'Really no excuse': Good Samaritans rescue 2 bags of puppies left to die in rural Manitoba
13 dogs in total saved from dump in Fairford, bush in Norway House
Two litters of puppies left to die in sealed bags in two Manitoba communities will survive, thanks to the compassion of the people who found them.
Recording artist Wayne Sumner and his brother-in-law Jonah Ross were dropping garbage off at the dump in Fairford First Nation on Tuesday when they heard a sound near a section of burning embers.
"Right beside the burn was a bag of puppies that they heard crying. So that's how it started," said Debra Vandekerkhove, director with Manitoba Animal Alliance, formerly known as Norway House Animal Rescue.
Ross jumped into the burn pit and pulled out the closed cooler duffel bag. Inside were five black female husky-mix puppies.
"They opened the bag, found a box and put them in there," said Vandekerkhove, speaking on behalf of Sumner, who declined an interview with CBC but gave permission for his videos to be shared.
"Looked like their eyes had just opened. They would've been burned alive if it wasn't for them."
Sumner posted a video of their discovery to social media, which was passed on to Vandekerkhove.
"They were both really upset that somebody would take little defenceless animals and take them to the dump — especially as close to the burn site as they were and they were still alive," she said.
The next day, Vandekerkhove drove three hours to the community, 221 kilometres north of Winnipeg, to bring food and supplies for the puppies, which she believes are about two weeks old.
The smallest was the size of a kitten, she estimated, weighing about 500 grams. She and her partner brought canned puppy food, formula, hot water and a high-calorie paste that they could put in the dogs' mouths.
"We all sat on the grass and we all fed the puppies by hand with our fingers, because they're not big enough to eat on their own yet, plus they were very hungry," said Vandekerkhove.
"The small ones that were under half a pound, they had such great suction, that even though you had only a little bit on your finger tip it was almost impossible to pull your finger out. You had to wrap your whole hand around the dog just to pull out your finger, just to get some more on it. So they were very hungry!"
She drove the dogs back to Winnipeg and to their new home with a whelper — a person with experience caring for puppies and pregnant mothers — affiliated with Manitoba Underdogs, another rescue. The agency will oversee their adoptions to good homes in about six weeks.
8 more puppies found
On Wednesday, Vandekerkhove learned of another rescue that had happened on Saturday in Norway House Cree Nation, 459 kilometres north of Winnipeg.
Local pharmacist Mayank Patel and his wife were exercising behind the school when he heard the sound of crying in the woods. They saw a reusable grocery bag lying in the brush. Inside was a litter of eight hungry puppies.
"Somebody left them all in a tied-up bag in the bush," said Vandekerkhove.

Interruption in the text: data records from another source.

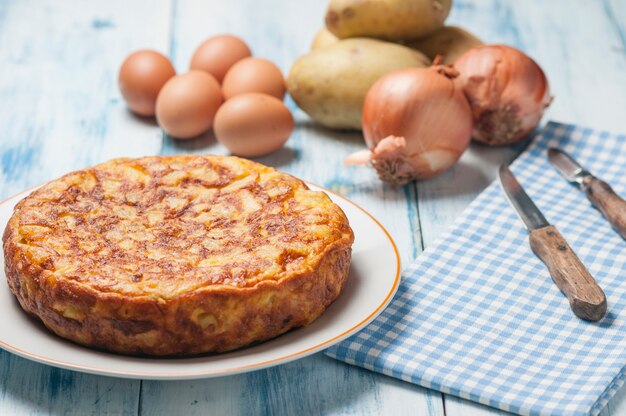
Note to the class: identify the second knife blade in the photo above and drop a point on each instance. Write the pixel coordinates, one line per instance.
(586, 298)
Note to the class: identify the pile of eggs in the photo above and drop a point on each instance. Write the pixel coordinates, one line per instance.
(239, 96)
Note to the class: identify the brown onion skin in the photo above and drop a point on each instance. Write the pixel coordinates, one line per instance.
(416, 123)
(507, 90)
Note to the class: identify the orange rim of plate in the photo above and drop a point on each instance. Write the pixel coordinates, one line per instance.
(229, 371)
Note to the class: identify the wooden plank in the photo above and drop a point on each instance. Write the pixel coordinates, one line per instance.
(585, 68)
(280, 31)
(61, 110)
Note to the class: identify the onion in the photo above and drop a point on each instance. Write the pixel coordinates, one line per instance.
(507, 90)
(416, 124)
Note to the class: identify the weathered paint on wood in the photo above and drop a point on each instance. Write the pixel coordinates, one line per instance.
(61, 110)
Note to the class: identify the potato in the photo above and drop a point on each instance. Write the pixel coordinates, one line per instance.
(386, 19)
(330, 84)
(449, 41)
(323, 38)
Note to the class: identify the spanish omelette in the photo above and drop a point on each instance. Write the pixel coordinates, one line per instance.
(176, 255)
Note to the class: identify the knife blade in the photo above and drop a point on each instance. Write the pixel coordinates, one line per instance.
(599, 193)
(586, 298)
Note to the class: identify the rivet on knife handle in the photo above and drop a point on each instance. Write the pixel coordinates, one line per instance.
(586, 298)
(603, 197)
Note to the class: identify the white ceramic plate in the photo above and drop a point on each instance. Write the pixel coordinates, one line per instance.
(374, 278)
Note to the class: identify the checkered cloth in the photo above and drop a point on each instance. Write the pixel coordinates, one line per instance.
(478, 316)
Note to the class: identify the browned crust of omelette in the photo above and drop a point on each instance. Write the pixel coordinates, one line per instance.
(176, 255)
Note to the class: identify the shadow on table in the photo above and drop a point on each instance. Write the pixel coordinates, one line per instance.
(28, 387)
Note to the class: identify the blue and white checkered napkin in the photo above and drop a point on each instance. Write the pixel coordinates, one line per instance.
(478, 316)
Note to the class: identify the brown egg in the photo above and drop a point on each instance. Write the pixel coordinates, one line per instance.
(254, 75)
(187, 104)
(253, 124)
(141, 77)
(217, 54)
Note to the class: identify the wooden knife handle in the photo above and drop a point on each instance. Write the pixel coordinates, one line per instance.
(612, 206)
(586, 298)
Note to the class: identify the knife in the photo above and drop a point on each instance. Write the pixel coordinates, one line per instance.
(600, 193)
(586, 298)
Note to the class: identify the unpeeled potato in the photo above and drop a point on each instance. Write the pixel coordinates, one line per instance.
(386, 19)
(330, 83)
(323, 39)
(449, 42)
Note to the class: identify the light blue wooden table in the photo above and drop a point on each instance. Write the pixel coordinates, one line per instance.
(60, 110)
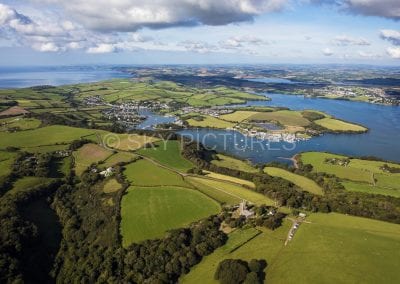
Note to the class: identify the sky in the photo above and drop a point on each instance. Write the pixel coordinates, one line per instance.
(59, 32)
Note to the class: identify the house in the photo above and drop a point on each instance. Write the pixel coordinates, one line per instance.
(108, 172)
(243, 210)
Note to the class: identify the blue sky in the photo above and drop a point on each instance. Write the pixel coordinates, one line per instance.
(54, 32)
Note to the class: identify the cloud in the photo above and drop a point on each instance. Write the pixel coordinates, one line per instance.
(391, 35)
(393, 52)
(381, 8)
(327, 52)
(240, 41)
(345, 40)
(198, 46)
(364, 54)
(123, 15)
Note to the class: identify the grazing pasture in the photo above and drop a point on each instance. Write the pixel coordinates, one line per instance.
(347, 248)
(127, 142)
(210, 122)
(236, 191)
(149, 212)
(49, 135)
(284, 117)
(238, 116)
(146, 173)
(89, 154)
(230, 179)
(168, 153)
(339, 125)
(234, 164)
(304, 183)
(243, 244)
(357, 170)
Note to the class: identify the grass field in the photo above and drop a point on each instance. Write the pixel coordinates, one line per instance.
(338, 125)
(26, 183)
(111, 185)
(243, 244)
(211, 122)
(368, 188)
(49, 135)
(230, 179)
(148, 212)
(219, 196)
(19, 123)
(284, 117)
(127, 142)
(238, 116)
(168, 153)
(6, 161)
(120, 157)
(146, 173)
(347, 249)
(89, 154)
(232, 163)
(236, 191)
(302, 182)
(357, 170)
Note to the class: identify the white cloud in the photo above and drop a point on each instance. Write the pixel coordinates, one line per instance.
(381, 8)
(327, 52)
(393, 52)
(102, 48)
(123, 15)
(344, 40)
(46, 47)
(391, 35)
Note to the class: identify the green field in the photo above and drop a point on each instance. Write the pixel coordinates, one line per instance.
(19, 123)
(149, 212)
(243, 244)
(49, 135)
(219, 196)
(235, 191)
(210, 122)
(232, 163)
(368, 188)
(284, 117)
(230, 179)
(338, 125)
(146, 173)
(337, 248)
(89, 154)
(126, 142)
(302, 182)
(111, 185)
(120, 157)
(366, 175)
(238, 116)
(168, 153)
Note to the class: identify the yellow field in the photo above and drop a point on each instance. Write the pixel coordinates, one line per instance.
(238, 116)
(230, 179)
(302, 182)
(338, 125)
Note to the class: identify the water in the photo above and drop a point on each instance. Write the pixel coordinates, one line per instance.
(23, 77)
(381, 141)
(152, 120)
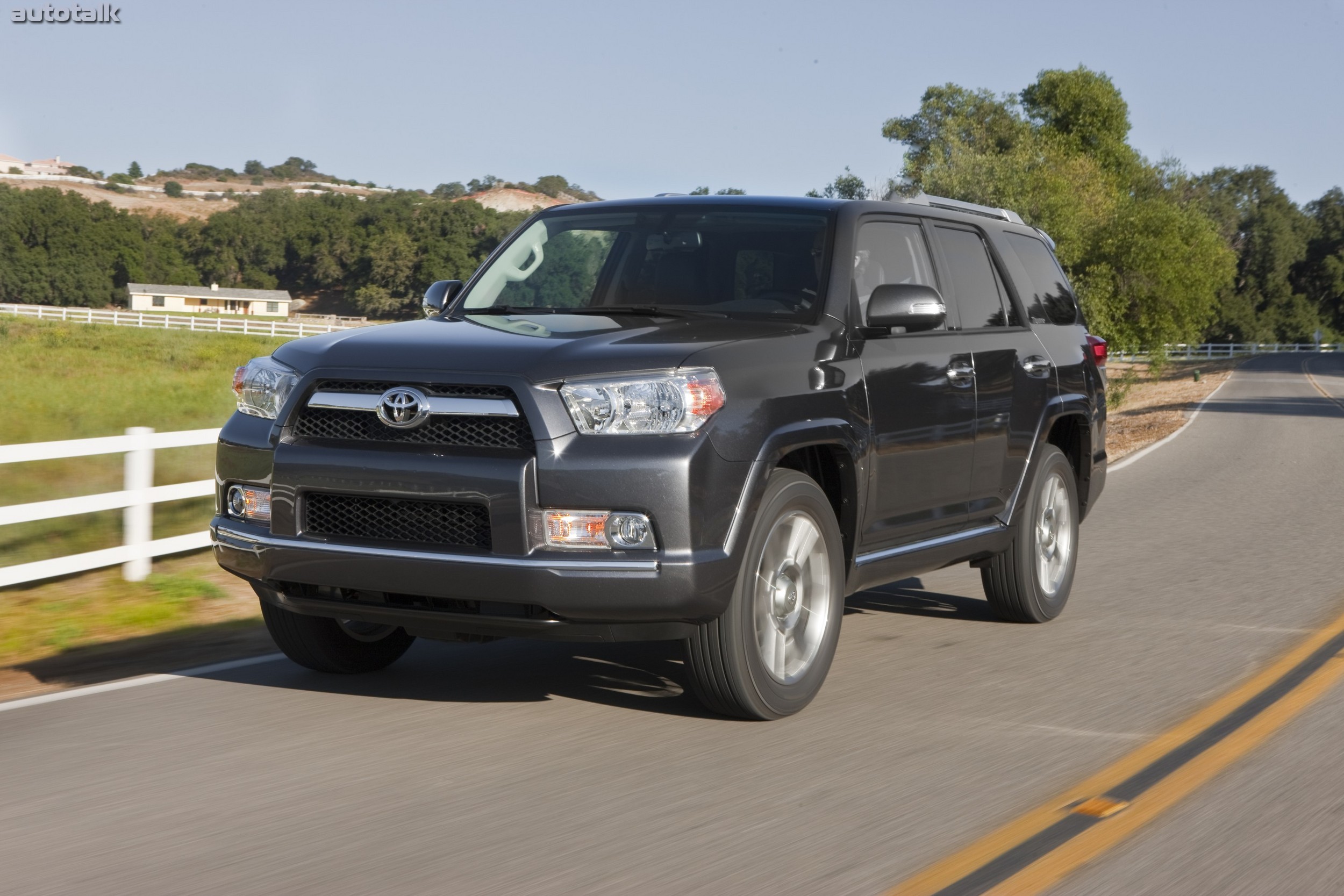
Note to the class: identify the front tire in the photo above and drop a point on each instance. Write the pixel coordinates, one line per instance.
(331, 645)
(769, 653)
(1030, 582)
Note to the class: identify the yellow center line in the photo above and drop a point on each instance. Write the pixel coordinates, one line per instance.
(1116, 820)
(1312, 381)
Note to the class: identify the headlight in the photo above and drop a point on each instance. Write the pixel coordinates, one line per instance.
(676, 402)
(262, 388)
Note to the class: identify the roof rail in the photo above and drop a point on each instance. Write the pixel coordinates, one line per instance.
(956, 205)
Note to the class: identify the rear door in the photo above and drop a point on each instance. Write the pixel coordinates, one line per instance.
(923, 401)
(1012, 371)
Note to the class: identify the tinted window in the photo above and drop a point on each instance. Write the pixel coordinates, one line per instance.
(1050, 299)
(738, 264)
(974, 284)
(889, 253)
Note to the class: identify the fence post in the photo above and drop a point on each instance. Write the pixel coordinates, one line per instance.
(138, 519)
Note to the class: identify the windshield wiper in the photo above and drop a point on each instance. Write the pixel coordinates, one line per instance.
(652, 311)
(514, 310)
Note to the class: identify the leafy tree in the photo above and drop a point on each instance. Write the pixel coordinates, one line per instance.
(1269, 235)
(552, 186)
(1147, 260)
(847, 186)
(1320, 275)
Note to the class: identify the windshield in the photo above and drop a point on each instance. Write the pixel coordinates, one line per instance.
(730, 264)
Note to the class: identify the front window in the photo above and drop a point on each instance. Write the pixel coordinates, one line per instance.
(721, 262)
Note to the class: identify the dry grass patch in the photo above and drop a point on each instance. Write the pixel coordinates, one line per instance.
(1149, 406)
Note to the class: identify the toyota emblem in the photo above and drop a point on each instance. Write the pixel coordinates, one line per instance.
(402, 407)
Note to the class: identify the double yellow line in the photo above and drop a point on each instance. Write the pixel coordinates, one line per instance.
(1038, 849)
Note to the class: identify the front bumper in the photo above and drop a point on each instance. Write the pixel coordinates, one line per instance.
(578, 591)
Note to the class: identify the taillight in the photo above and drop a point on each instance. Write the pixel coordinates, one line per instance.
(1098, 347)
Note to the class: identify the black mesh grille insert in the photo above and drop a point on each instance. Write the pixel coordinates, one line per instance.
(461, 526)
(440, 429)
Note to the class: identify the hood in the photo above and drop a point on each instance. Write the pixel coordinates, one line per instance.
(538, 347)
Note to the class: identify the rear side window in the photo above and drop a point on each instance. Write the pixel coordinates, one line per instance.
(1050, 297)
(974, 283)
(889, 253)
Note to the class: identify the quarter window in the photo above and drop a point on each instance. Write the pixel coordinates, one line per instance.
(974, 283)
(1052, 299)
(889, 252)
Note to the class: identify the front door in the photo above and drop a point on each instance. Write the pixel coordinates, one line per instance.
(923, 399)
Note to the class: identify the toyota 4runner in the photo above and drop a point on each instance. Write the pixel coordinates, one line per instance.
(706, 420)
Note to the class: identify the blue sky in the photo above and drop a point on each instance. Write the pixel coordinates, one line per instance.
(633, 98)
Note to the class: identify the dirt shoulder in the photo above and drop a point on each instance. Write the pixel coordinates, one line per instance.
(1154, 407)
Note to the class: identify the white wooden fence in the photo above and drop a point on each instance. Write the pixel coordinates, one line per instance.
(195, 323)
(1183, 353)
(136, 501)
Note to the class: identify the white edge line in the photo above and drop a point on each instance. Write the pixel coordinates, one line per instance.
(136, 683)
(1156, 445)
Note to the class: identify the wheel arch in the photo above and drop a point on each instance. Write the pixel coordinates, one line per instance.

The couple brought the dogs home, where they happened to have a dog named Coco, which they'd rescued and had just delivered four puppies last month. Coco took the puppies in and has been nursing them with her four others.
The Manitoba Animal Alliance sent up food, supplies, de-wormer and formula for the dogs.
"They're doing great," said Vandekerkhove. "[They're] cuties! They were a mix of just about everything. All Canadian. Some of them look like chocolate lab mixes, black and whites, short haired black and whites. It's like a box of chocolates really."
She added these dogs appear to be older than the litter found in Fairford, about three weeks, as they're just getting their teeth in, and can be started on mush and formula.
"There's really no excuse for any cruelty to animals," said Vandekerkhove. She added anyone who has puppies they can't manage can reach out to nearby vets, their community's leadership, the provincial vet or a rescue group.
"It's what we do right. It's awful what happened, but when it's at that point, we're very grateful to these folks for helping these animals. The focus is helping these owners," said Vandekerkhove.
Dog overpopulation is very big problem in Manitoba, she said, but tactics such as licensing, household pet limits and birth control implanting all help.
"It's not just about the resources, it's about being able to assist communities to assist with dog management programs. Because you can't spay and neuter your way out of this problem, you just can't."